New proposed law in Australia could land you in court for failing to use transgender terms by making it illegal to say 'he' or 'she'

The law will also allow parents in Tasmania to decide if their child's gender appears on birth certificates and will allow people aged 16 or older to change their gender legally


                            New proposed law in Australia could land you in court for failing to use transgender terms by making it illegal to say 'he' or 'she'

Legal experts have warned that the use of pronouns such as "he" and "she" could land people in Australia in court under Tasmania's new controversial transgender rights reforms. The reforms, that were put forward by Labor opposition the Greens, are being described as "a landmark", but also slammed by Prime Minister Scott Morrison as "ridiculous" because they may also include a provision that would make it illegal for members of the public to refuse to name other people by their preferred pronoun.

The proposed laws will also allow parents in Tasmania to choose whether their child's gender is recorded on birth certificates and will allow people aged 16 or older to change their gender legally.

The Daily Mail reported that the bill was passed in the lower house in Tasmania in November and is now set to go through the state's 15-member upper house in order to be passed as a law. Nine of the members in the upper house are said to be independents.

A provision would make it illegal for members of the public to refuse to name other people by their preferred pronoun (Source: Pixabay)
A provision would make it illegal for members of the public to refuse to name other people by their preferred pronoun (Source: Pixabay)

Dr. Greg Walsh, from the University of Notre Dame Australia, said that the reforms were more or less "admirable", but also slammed the government's move of dictating how people use pronouns as "completely unacceptable". He told The Australian in an interview: "The Tasmanian parliament's proposed changes to its anti-discrimination legislation could make it illegal for a person to not accept a transgender person's gender identity."

Dr. Walsh continued: "Although it is admirable that parliamentarians want to ensure those who are transgender are ­respected, the attempt to use state power to force individuals to use language that contradicts their deeply held beliefs is completely unacceptable."

Advance Australia, a conservative activist group, has described the proposed changes as a "slippery slope", "compelled speech", and even asked: "What's next?". Gerard Benedet, the national director of the organization, told the paper: "If a trans person said to me, 'I would prefer it if you called me or address me by X', out of respect, you would do it. But the government has no place telling you that you must say that."

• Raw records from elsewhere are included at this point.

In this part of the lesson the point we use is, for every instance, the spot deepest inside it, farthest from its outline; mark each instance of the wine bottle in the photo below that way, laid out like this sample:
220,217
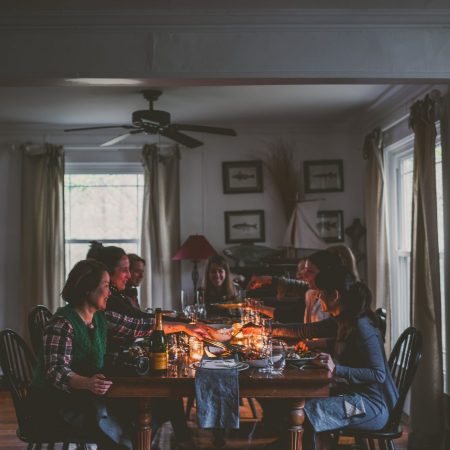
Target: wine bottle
158,345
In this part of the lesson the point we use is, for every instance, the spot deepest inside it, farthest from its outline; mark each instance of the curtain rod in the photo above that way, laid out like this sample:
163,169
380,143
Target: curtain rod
434,94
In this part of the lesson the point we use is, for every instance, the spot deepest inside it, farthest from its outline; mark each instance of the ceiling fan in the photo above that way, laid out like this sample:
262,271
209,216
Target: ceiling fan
153,121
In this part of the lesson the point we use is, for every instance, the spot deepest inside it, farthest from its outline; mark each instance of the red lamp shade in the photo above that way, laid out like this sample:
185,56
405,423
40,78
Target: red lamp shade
196,247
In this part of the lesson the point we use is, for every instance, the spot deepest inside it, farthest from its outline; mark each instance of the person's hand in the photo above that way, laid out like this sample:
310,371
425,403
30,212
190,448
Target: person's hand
98,384
248,330
257,282
301,347
324,359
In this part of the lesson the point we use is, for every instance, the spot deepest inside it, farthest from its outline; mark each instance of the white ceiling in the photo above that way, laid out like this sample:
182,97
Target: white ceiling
72,106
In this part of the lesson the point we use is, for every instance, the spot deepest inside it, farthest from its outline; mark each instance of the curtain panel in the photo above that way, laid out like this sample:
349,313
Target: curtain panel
376,226
445,144
427,420
42,228
161,226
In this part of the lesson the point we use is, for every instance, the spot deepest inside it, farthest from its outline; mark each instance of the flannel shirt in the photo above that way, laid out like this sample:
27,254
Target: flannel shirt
59,335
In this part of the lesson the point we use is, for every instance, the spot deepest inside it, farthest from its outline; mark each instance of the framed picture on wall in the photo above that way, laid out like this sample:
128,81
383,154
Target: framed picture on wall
324,176
244,226
242,177
330,225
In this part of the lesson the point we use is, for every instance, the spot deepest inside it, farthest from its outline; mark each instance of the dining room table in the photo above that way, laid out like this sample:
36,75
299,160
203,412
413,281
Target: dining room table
294,384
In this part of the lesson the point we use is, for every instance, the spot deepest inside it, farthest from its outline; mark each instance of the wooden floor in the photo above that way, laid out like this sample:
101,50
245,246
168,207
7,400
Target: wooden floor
238,439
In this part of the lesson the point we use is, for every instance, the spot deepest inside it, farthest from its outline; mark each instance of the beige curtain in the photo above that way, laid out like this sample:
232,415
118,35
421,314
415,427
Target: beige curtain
427,391
445,143
376,226
161,226
42,228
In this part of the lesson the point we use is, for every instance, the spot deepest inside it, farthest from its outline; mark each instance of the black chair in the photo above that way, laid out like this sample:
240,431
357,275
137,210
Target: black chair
382,317
37,319
403,363
17,362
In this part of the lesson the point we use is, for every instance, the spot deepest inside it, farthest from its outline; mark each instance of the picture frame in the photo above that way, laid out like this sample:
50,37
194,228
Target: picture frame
330,225
324,176
244,226
241,177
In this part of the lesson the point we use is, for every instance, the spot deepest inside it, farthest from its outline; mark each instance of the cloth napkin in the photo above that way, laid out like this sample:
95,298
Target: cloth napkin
217,394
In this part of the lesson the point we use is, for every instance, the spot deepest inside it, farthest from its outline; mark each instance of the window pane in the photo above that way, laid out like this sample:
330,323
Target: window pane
102,207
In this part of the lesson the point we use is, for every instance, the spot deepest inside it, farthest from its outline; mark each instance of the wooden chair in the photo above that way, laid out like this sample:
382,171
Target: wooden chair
18,362
37,319
382,321
403,363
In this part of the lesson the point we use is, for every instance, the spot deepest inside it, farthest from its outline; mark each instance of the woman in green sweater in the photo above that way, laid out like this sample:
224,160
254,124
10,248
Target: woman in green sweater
68,378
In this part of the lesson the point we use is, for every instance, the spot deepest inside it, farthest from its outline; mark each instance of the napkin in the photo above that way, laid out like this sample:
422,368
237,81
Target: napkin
217,394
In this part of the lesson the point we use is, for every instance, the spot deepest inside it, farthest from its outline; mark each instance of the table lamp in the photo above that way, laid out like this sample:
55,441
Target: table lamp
196,247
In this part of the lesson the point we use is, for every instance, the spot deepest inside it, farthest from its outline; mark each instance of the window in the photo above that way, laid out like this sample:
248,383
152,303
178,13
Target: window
106,207
399,177
399,162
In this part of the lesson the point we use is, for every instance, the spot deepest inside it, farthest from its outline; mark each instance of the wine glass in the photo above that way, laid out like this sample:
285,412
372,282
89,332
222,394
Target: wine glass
278,357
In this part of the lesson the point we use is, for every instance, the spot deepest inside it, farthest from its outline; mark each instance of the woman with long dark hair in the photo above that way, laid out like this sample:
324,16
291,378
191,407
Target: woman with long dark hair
359,359
218,283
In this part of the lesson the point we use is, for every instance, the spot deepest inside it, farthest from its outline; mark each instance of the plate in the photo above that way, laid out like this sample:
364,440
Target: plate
239,366
301,358
262,362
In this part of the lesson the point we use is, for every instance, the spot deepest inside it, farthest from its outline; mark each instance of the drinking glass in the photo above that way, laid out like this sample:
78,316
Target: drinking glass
183,299
266,326
278,357
266,353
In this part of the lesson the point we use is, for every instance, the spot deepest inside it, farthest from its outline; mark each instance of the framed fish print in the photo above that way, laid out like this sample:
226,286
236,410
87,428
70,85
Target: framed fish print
242,177
324,176
244,226
330,225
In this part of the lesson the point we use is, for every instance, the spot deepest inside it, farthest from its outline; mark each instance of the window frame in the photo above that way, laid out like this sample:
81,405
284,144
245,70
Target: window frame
100,168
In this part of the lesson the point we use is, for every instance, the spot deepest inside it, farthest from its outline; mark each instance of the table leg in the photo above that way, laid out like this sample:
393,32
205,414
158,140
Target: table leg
144,435
296,429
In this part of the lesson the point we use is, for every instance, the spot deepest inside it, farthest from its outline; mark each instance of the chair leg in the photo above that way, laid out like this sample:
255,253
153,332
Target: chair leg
361,443
189,406
251,403
335,440
391,445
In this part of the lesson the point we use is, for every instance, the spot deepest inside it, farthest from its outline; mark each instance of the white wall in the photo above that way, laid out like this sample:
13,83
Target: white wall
10,169
203,202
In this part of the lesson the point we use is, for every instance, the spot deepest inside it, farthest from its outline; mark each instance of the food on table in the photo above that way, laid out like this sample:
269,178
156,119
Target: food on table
301,354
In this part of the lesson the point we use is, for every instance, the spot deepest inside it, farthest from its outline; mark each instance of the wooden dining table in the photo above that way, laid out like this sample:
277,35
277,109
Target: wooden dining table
293,385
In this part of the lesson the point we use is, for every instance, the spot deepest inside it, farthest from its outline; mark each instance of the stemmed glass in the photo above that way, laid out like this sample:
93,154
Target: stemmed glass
266,351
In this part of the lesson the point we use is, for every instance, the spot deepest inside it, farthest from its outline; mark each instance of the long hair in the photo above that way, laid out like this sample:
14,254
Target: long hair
110,256
354,296
83,279
227,289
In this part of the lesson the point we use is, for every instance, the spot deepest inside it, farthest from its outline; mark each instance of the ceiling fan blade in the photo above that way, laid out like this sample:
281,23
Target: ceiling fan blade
182,138
119,138
126,127
205,129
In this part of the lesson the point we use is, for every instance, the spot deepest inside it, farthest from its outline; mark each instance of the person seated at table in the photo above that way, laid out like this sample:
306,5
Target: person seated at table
303,286
218,285
368,395
137,269
68,378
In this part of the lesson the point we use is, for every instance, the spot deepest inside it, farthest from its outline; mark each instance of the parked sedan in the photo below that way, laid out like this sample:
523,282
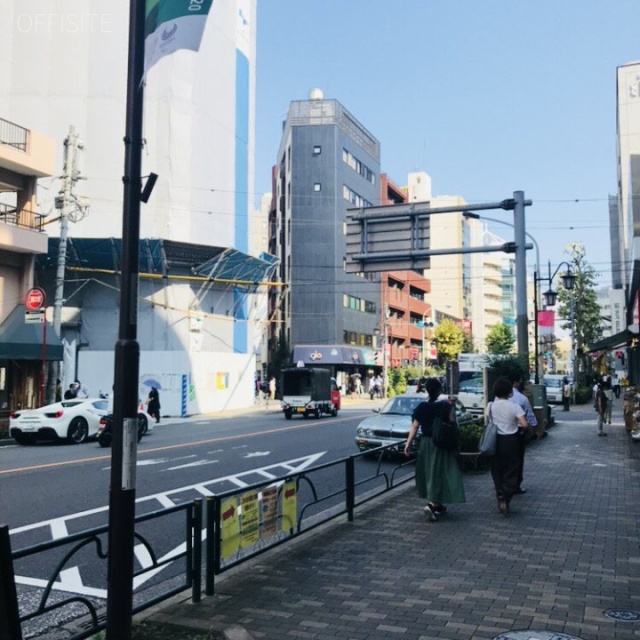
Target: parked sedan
74,420
393,421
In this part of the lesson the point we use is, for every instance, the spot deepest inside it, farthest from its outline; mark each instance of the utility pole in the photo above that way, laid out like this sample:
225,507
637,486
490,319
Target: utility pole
71,208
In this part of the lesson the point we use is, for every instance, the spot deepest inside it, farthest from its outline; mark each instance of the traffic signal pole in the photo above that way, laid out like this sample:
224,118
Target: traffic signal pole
122,491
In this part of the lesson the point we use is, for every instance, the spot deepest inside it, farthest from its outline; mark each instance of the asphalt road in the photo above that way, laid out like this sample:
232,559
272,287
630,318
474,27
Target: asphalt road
48,490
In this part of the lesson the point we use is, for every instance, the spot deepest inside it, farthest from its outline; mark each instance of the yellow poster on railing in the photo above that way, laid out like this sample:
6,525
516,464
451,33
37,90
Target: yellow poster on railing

The changes were passed last month by the casting vote of Sue Hickey, Tasmania's Liberal Speaker, who went against her party and voted with the Labor and the Greens. Liberal Attorney-General Elise Archer has, however, said that the amendments are extremely flawed. She said in a statement in November: "This amended bill contains legally untested, unconsulted and highly problematic changes that we could not support."



 

Meanwhile, Transforming Tasmania, a transgender and gender-diverse rights group, has applauded the proposed changes. The Labors and Greens have also given their thumbs up for the new bill.

Cassy O'Connor, the Greens leader, told the parliament: "These changes will make people, who we should all care about, feel happier, safer and more included."

Prime Minister Morrison previously slammed the debate over the removal of gender markers from passports and birth certificates in Twitter posts. He wrote: "A Liberal national government will never remove gender from birth certificates, licenses, and passports — who are Labor kidding? Get real. This is the problem with Labor, obsessed with nonsense like removing gender from birth certificates rather than lower electricity prices, reducing tax for hard-working families and small businesses."



 

Campaigners for the cause immediately condemned the Prime Minister's remarks by saying they were "outdated" and a "totally inappropriate" attack against the LGBTQIA+ community.

Sally Goldner, a spokesperson for the Transgender Victoria, said in an interview: "Yet again, we see a destructive statement from someone in a position of prominence and influence. To attempt to link the words transgender and nonsense is vilification and totally inappropriate."